RNN/LSTM deep learning model?

2020-03-31 09:49发布

问题:

I am trying to build an RNN/LSTM model for binary classification 0 or 1

a sample of my dataset (patient number, time in mill/sec., normalization of X Y and Z, kurtosis, skewness, pitch, roll and yaw, label) respectively.

1,15,-0.248010047716,0.00378335508419,-0.0152548459993,-86.3738760481,0.872322164158,-3.51314800063,0

1,31,-0.248010047716,0.00378335508419,-0.0152548459993,-86.3738760481,0.872322164158,-3.51314800063,0

1,46,-0.267422664673,0.0051143782875,-0.0191247001961,-85.7662354031,1.0928406847,-4.08015176908,0

1,62,-0.267422664673,0.0051143782875,-0.0191247001961,-85.7662354031,1.0928406847,-4.08015176908,0 

what I have tried.

import numpy as np
from keras.datasets import imdb
from keras.models import Sequential
from keras.layers import Dense
from keras.layers import LSTM
from keras.layers import Bidirectional
from keras.preprocessing import sequence
# fix random seed for reproducibility
np.random.seed(7)

train = np.loadtxt("featwithsignalsTRAIN.txt", delimiter=",")
test = np.loadtxt("featwithsignalsTEST.txt", delimiter=",")

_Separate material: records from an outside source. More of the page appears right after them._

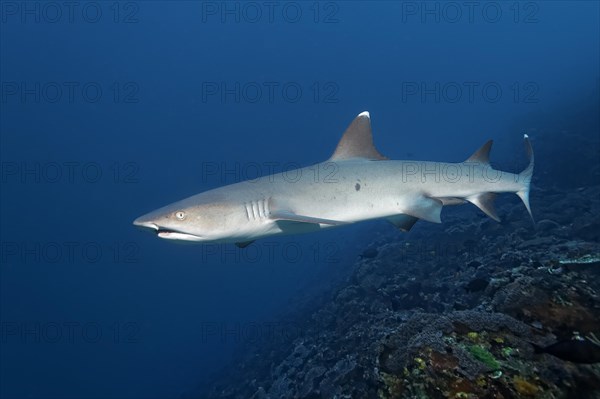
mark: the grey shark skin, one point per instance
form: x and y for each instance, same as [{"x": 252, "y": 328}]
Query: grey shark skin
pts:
[{"x": 357, "y": 183}]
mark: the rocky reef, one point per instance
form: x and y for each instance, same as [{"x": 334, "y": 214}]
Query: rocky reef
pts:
[{"x": 447, "y": 311}]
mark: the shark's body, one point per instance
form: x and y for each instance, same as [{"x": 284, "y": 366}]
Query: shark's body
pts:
[{"x": 357, "y": 183}]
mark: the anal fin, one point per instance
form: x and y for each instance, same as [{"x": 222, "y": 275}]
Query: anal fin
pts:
[{"x": 485, "y": 202}]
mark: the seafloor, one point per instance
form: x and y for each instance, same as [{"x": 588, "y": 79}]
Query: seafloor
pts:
[{"x": 451, "y": 310}]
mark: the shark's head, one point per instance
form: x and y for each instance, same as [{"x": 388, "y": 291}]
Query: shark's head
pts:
[{"x": 198, "y": 218}]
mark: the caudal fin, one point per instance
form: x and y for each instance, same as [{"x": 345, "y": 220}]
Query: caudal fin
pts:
[{"x": 525, "y": 177}]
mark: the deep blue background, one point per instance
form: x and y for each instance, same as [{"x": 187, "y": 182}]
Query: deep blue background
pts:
[{"x": 157, "y": 148}]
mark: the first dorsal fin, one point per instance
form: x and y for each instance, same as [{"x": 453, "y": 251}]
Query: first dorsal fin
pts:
[
  {"x": 482, "y": 155},
  {"x": 357, "y": 141}
]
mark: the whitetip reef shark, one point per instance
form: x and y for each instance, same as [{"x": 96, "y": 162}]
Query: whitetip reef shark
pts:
[{"x": 358, "y": 184}]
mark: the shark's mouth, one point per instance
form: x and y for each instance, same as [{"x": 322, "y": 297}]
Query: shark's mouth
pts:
[{"x": 176, "y": 235}]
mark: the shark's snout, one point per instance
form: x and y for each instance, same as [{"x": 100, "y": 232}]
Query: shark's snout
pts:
[{"x": 145, "y": 222}]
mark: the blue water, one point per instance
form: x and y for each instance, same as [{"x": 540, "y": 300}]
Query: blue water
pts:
[{"x": 112, "y": 109}]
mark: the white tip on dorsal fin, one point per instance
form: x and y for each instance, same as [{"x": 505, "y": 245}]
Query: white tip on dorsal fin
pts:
[
  {"x": 482, "y": 155},
  {"x": 357, "y": 141}
]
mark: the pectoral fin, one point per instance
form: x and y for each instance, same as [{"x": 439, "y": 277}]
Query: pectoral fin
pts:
[
  {"x": 425, "y": 208},
  {"x": 292, "y": 217},
  {"x": 403, "y": 222}
]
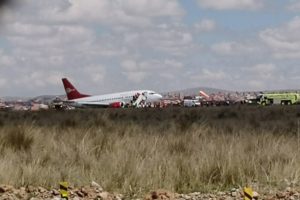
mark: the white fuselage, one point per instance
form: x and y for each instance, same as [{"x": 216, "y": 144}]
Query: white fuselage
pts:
[{"x": 125, "y": 97}]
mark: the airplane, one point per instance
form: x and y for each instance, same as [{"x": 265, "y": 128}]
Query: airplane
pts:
[{"x": 113, "y": 100}]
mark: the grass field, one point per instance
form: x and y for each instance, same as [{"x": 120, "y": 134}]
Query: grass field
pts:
[{"x": 134, "y": 151}]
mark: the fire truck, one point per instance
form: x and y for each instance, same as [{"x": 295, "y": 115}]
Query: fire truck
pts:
[{"x": 278, "y": 98}]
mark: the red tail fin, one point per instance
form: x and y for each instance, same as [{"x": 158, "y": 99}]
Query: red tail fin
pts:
[{"x": 71, "y": 91}]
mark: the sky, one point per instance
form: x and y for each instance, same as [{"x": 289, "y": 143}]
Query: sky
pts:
[{"x": 106, "y": 46}]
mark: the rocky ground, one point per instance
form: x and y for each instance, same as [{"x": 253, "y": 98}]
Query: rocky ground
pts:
[{"x": 95, "y": 192}]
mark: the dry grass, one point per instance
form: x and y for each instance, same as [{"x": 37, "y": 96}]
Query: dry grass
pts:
[{"x": 131, "y": 151}]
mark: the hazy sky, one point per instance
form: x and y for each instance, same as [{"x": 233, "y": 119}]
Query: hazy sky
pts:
[{"x": 115, "y": 45}]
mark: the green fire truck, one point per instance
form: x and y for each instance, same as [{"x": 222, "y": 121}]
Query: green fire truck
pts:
[{"x": 279, "y": 98}]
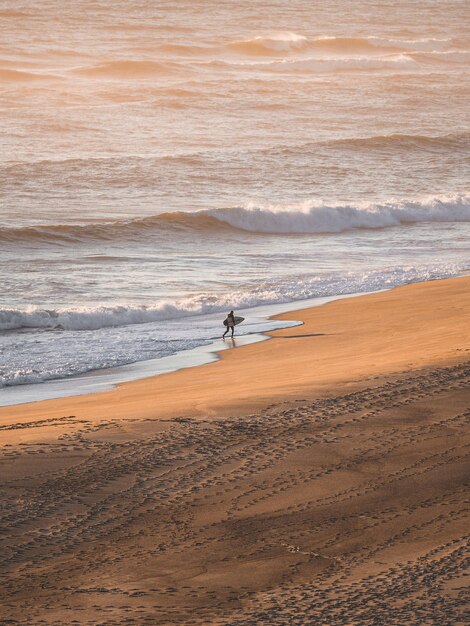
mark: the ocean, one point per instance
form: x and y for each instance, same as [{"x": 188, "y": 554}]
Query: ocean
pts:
[{"x": 162, "y": 163}]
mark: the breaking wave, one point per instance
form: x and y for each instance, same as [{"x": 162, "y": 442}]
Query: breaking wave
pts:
[
  {"x": 278, "y": 291},
  {"x": 304, "y": 218},
  {"x": 285, "y": 42}
]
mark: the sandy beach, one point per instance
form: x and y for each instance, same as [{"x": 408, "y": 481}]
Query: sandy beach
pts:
[{"x": 318, "y": 477}]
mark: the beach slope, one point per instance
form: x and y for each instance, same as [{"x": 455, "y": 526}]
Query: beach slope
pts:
[{"x": 318, "y": 477}]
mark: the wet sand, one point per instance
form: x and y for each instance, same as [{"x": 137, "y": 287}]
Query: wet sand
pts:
[{"x": 318, "y": 477}]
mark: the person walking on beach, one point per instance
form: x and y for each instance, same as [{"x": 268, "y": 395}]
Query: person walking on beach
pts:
[{"x": 230, "y": 323}]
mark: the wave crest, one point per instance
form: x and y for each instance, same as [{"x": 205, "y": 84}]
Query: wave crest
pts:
[{"x": 304, "y": 218}]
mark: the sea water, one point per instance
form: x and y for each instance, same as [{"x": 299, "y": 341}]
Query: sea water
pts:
[{"x": 162, "y": 163}]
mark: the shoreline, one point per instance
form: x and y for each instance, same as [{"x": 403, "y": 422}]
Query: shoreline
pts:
[
  {"x": 106, "y": 379},
  {"x": 320, "y": 476},
  {"x": 189, "y": 382}
]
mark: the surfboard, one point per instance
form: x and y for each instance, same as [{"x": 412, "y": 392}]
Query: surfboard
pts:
[{"x": 238, "y": 320}]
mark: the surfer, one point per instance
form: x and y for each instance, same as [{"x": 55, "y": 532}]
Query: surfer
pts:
[{"x": 230, "y": 321}]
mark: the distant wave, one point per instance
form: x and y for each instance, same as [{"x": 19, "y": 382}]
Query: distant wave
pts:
[
  {"x": 128, "y": 69},
  {"x": 314, "y": 64},
  {"x": 286, "y": 42},
  {"x": 11, "y": 75},
  {"x": 312, "y": 218},
  {"x": 304, "y": 218}
]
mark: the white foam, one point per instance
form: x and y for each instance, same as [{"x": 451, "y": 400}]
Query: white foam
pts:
[{"x": 312, "y": 217}]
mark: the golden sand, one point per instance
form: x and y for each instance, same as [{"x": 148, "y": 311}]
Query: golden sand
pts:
[{"x": 318, "y": 477}]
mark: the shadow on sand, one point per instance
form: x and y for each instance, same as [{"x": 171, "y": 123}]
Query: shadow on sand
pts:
[{"x": 302, "y": 336}]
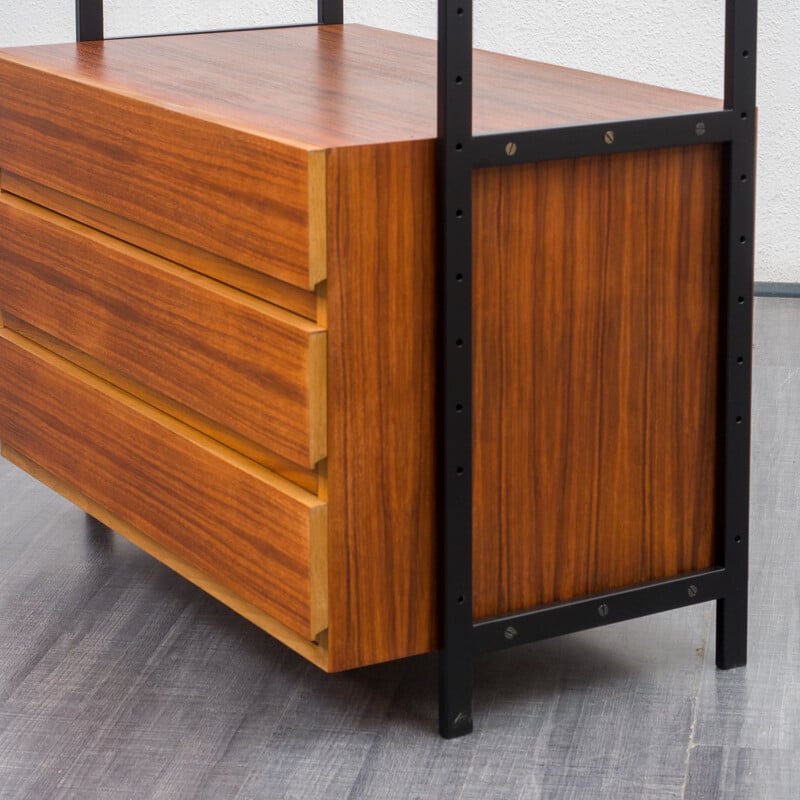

x_train = train[:,[2,3,4,5,6,7]]
x_test = test[:,[2,3,4,5,6,7]]
y_train = train[:,8]
y_test = test[:,8]

# create the model
model = Sequential()
model.add(LSTM(20, dropout=0.2, input_dim=6))
model.add(Dense(4, activation = 'sigmoid'))
model.compile(loss='binary_crossentropy', optimizer='adam', metrics=['accuracy'])
model.fit(x_train, y_train, epochs = 2)

but it gives me the following error

Error when checking input: expected lstm_1_input to have 3 dimensions, but got array with shape (1415684, 6)

回答1:

The LSTM layer takes a 3 dimensional input, corresponding to (batch_size, timesteps, features). In your case you have only a 2 dimensional input, which is (batch_size, features).

The LSTM layer is adapted to sequences formats (sentences, stocks prices ...). You need to reshape your data so that it can be used this way. More specificaly, you need to reshape your data to have one line per patient (Or you can choose to have multiple sequences per patient, but let's say we want one line per patient for now), and each line needs to contain multiple arrays, each array corresponding to an observation of your patient.